The dataset now has no null values. A few more steps are needed to prepare the dataset for use with the dashboard. The first of these is to add FIPS codes for counties and states, which will be used to make it easier to plot the data on a choropleth.

In [None]:
af = addfips.AddFIPS()

df['StateFIPS'] = '0'
df['CountyFIPS'] = '0'

for index, row in df.iterrows():
    if index % 10000 == 0:
        print(index)
    county = row['County']
    state = row['State']
    state_fips = af.get_state_fips(state)
    county_fips = af.get_county_fips(county, state=state)
    df.at[index, 'StateFIPS'] = state_fips
    df.at[index, 'CountyFIPS'] = county_fips

The next step is to add unix timestamps to each row, which will make it easier to filter data points by date.

In [None]:
def get_unix_timestamp(data_row):
    date = pd.to_datetime(data_row['Start_Time'])
    unix_timestamp  = int(time.mktime(date.timetuple()))
    return unix_timestamp

df['timestamp'] = df.apply(get_unix_timestamp, axis=1)

Next, a few more columns can be dropped.

In [None]:
df = df.drop(columns={'Start_Time', 'End_Time', 'Start_Lat', 'Start_Lng', 'Description'})
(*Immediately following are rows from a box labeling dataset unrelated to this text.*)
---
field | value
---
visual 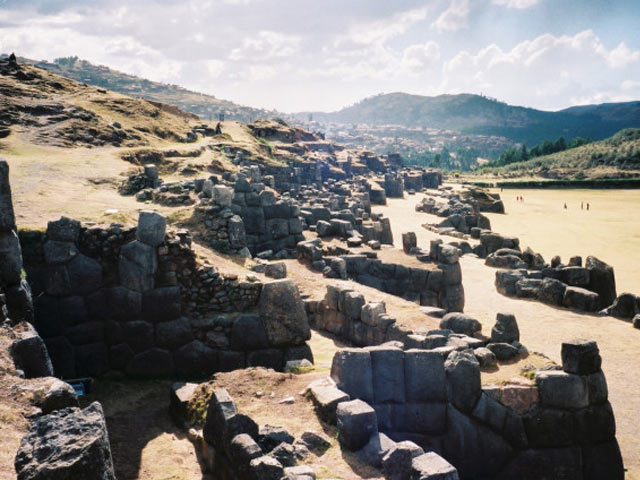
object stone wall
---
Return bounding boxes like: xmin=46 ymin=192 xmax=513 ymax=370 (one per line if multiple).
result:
xmin=0 ymin=159 xmax=33 ymax=323
xmin=320 ymin=341 xmax=624 ymax=480
xmin=22 ymin=211 xmax=310 ymax=378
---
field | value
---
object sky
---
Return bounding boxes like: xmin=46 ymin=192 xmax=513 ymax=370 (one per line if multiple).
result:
xmin=0 ymin=0 xmax=640 ymax=112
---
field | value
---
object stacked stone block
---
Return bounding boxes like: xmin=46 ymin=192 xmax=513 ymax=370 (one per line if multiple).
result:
xmin=322 ymin=340 xmax=624 ymax=480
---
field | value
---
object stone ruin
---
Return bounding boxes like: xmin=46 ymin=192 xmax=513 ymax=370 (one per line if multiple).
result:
xmin=23 ymin=211 xmax=311 ymax=378
xmin=0 ymin=161 xmax=33 ymax=323
xmin=310 ymin=340 xmax=624 ymax=480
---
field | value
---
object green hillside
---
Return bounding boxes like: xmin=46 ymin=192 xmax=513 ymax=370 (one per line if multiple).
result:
xmin=477 ymin=128 xmax=640 ymax=179
xmin=297 ymin=93 xmax=640 ymax=145
xmin=20 ymin=57 xmax=275 ymax=123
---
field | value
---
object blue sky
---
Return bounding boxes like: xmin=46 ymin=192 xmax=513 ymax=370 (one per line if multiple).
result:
xmin=0 ymin=0 xmax=640 ymax=112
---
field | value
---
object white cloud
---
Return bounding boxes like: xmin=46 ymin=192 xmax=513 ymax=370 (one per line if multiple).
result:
xmin=402 ymin=41 xmax=440 ymax=72
xmin=229 ymin=30 xmax=301 ymax=60
xmin=605 ymin=42 xmax=640 ymax=68
xmin=344 ymin=7 xmax=429 ymax=45
xmin=442 ymin=30 xmax=640 ymax=108
xmin=491 ymin=0 xmax=540 ymax=10
xmin=431 ymin=0 xmax=469 ymax=32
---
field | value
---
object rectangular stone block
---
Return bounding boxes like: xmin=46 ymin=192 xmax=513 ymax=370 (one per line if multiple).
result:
xmin=404 ymin=349 xmax=447 ymax=403
xmin=536 ymin=370 xmax=589 ymax=409
xmin=367 ymin=345 xmax=405 ymax=403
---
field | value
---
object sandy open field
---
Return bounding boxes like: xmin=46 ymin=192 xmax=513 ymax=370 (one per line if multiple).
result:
xmin=487 ymin=189 xmax=640 ymax=294
xmin=374 ymin=191 xmax=640 ymax=480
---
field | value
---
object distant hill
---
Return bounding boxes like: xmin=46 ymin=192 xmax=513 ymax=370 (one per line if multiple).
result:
xmin=477 ymin=128 xmax=640 ymax=179
xmin=296 ymin=93 xmax=640 ymax=145
xmin=20 ymin=57 xmax=276 ymax=122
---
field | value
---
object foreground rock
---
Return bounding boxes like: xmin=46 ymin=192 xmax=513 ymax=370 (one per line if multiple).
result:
xmin=15 ymin=402 xmax=116 ymax=480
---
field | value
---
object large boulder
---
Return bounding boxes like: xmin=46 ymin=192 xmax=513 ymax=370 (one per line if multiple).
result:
xmin=136 ymin=210 xmax=167 ymax=247
xmin=585 ymin=256 xmax=616 ymax=308
xmin=440 ymin=312 xmax=482 ymax=337
xmin=491 ymin=313 xmax=520 ymax=343
xmin=444 ymin=351 xmax=482 ymax=412
xmin=10 ymin=328 xmax=53 ymax=378
xmin=260 ymin=279 xmax=311 ymax=347
xmin=411 ymin=452 xmax=459 ymax=480
xmin=336 ymin=400 xmax=378 ymax=451
xmin=15 ymin=402 xmax=116 ymax=480
xmin=538 ymin=277 xmax=567 ymax=306
xmin=562 ymin=287 xmax=600 ymax=312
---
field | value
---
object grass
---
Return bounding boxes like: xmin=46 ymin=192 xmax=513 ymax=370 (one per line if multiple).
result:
xmin=476 ymin=129 xmax=640 ymax=180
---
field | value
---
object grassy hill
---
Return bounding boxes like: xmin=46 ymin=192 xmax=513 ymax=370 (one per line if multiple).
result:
xmin=470 ymin=128 xmax=640 ymax=180
xmin=20 ymin=57 xmax=275 ymax=122
xmin=296 ymin=93 xmax=640 ymax=145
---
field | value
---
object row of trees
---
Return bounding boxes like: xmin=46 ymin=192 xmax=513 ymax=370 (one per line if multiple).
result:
xmin=485 ymin=137 xmax=591 ymax=167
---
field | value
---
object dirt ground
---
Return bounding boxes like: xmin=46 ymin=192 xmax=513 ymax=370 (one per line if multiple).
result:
xmin=374 ymin=190 xmax=640 ymax=480
xmin=487 ymin=189 xmax=640 ymax=294
xmin=81 ymin=380 xmax=212 ymax=480
xmin=202 ymin=368 xmax=383 ymax=480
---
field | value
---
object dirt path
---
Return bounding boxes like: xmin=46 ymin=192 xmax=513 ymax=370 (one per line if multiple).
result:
xmin=80 ymin=380 xmax=211 ymax=480
xmin=374 ymin=195 xmax=640 ymax=480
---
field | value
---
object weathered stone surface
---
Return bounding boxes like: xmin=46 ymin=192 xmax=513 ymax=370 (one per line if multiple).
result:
xmin=136 ymin=210 xmax=167 ymax=247
xmin=10 ymin=328 xmax=54 ymax=378
xmin=173 ymin=340 xmax=218 ymax=378
xmin=404 ymin=350 xmax=447 ymax=402
xmin=582 ymin=439 xmax=625 ymax=480
xmin=444 ymin=351 xmax=481 ymax=412
xmin=561 ymin=339 xmax=602 ymax=375
xmin=122 ymin=320 xmax=155 ymax=353
xmin=562 ymin=287 xmax=600 ymax=312
xmin=331 ymin=348 xmax=374 ymax=403
xmin=249 ymin=455 xmax=284 ymax=480
xmin=15 ymin=402 xmax=116 ymax=480
xmin=309 ymin=385 xmax=350 ymax=425
xmin=497 ymin=447 xmax=584 ymax=480
xmin=440 ymin=312 xmax=482 ymax=336
xmin=126 ymin=348 xmax=174 ymax=378
xmin=264 ymin=262 xmax=287 ymax=279
xmin=0 ymin=230 xmax=22 ymax=285
xmin=411 ymin=452 xmax=459 ymax=480
xmin=107 ymin=287 xmax=142 ymax=321
xmin=538 ymin=277 xmax=567 ymax=306
xmin=142 ymin=287 xmax=181 ymax=323
xmin=443 ymin=405 xmax=512 ymax=478
xmin=74 ymin=342 xmax=109 ymax=377
xmin=336 ymin=400 xmax=378 ymax=451
xmin=402 ymin=232 xmax=418 ymax=253
xmin=491 ymin=313 xmax=520 ymax=343
xmin=118 ymin=241 xmax=158 ymax=292
xmin=487 ymin=343 xmax=518 ymax=361
xmin=258 ymin=425 xmax=295 ymax=452
xmin=202 ymin=388 xmax=238 ymax=445
xmin=382 ymin=440 xmax=424 ymax=480
xmin=357 ymin=432 xmax=395 ymax=468
xmin=67 ymin=254 xmax=102 ymax=295
xmin=585 ymin=256 xmax=616 ymax=308
xmin=35 ymin=378 xmax=78 ymax=415
xmin=229 ymin=433 xmax=262 ymax=476
xmin=156 ymin=317 xmax=193 ymax=350
xmin=230 ymin=313 xmax=269 ymax=351
xmin=260 ymin=279 xmax=311 ymax=346
xmin=536 ymin=370 xmax=589 ymax=408
xmin=43 ymin=240 xmax=78 ymax=263
xmin=367 ymin=345 xmax=405 ymax=403
xmin=473 ymin=347 xmax=497 ymax=368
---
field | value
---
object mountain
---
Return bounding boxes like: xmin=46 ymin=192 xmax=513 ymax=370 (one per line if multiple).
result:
xmin=477 ymin=128 xmax=640 ymax=179
xmin=295 ymin=92 xmax=640 ymax=145
xmin=19 ymin=57 xmax=276 ymax=123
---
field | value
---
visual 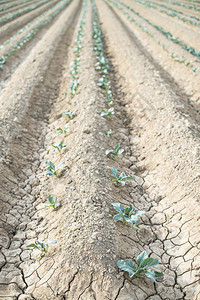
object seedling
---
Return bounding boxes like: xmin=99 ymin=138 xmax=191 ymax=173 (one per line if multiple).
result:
xmin=117 ymin=251 xmax=164 ymax=282
xmin=45 ymin=195 xmax=60 ymax=209
xmin=112 ymin=203 xmax=146 ymax=230
xmin=100 ymin=107 xmax=115 ymax=118
xmin=26 ymin=240 xmax=57 ymax=259
xmin=106 ymin=129 xmax=115 ymax=136
xmin=56 ymin=123 xmax=69 ymax=135
xmin=105 ymin=95 xmax=114 ymax=106
xmin=106 ymin=143 xmax=124 ymax=158
xmin=45 ymin=161 xmax=65 ymax=178
xmin=112 ymin=168 xmax=134 ymax=186
xmin=51 ymin=141 xmax=67 ymax=152
xmin=62 ymin=111 xmax=76 ymax=120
Finally, the dataset needs to be truncated for use with the dashboard, since the full dataset is larger than the RAM provided by Render. A sample of 400k data points will be used.

In [None]:
df = df.sample(400000)

### Data Analysis

In [None]:
df.to_csv('clean_data.csv', index=False)

### Potential UI and Visualizations

Two good UI elements would be a drop down allowing selection of multiple numeric variables (like date), as well as sliders for selected numerical variables to select the range to be visualized. Another good UI element could be radio selection for categorical variables to visualize, like weather condition. One more could be checkboxes to select entries with certain boolean variables true, like whether a certain traffic feature was present.

The best visualization for this dataset is probably an interactive map. The map can be broken down into either states or counties, and it can be colored according to the frequency of accidents based on the filters selected by the UI elements above. Another possible visualization is a scatter plot of two differect selectable variables to see how they correlate. Another possible visualization is a pie chart showing what proportion of all total accidents have a certain trait, such as breakdown of accident frequency by time of day.